#  > OVERIGE FORA >  > FILMPJES >  >  Lessss :-) wat je met minder budget kunt doen

## Pulse

Dit eerste filmje is 9meg. Hier staat een 4bar 500watt's op, rookmachine en een twinkle lichteffect.
http://dietermrx.tripod.com/video1.AVI

Ik denk wel dat je de url's hier moet copiëren en dan moet plakken in de browser want ander zal tripod weer moeilijk doen.
En de helderheid kun je best ook wat hoger zetten want die filmjes zijn niet zo heel licht. Is maar met een digitaal fototoestel gemaakt.

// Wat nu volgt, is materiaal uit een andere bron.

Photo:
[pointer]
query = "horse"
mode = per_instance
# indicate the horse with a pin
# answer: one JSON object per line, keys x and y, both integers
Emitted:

Dit filmpje is minder goed; hier staat een 4bar 500watt's op music to light mode.
http://dietermrx.tripod.com/bouwlampen.AVI

----------


## DJ Productions

Jammer dat het niet werkt!


gegroet!  :Smile:

----------


## Pulse

Jawel, nu werken ze wel hoor.
Wel niet rechtstreeks op klikken maar de adressen copieren in je browser, dan werkt het zeker

----------


## EP Woody

Werken doen ze inderdaad, maar dat het zelfs rond deze tijd nog zo lang moet duren vink iets minder. 

Hmm, Zal wel aan Media Player liggen.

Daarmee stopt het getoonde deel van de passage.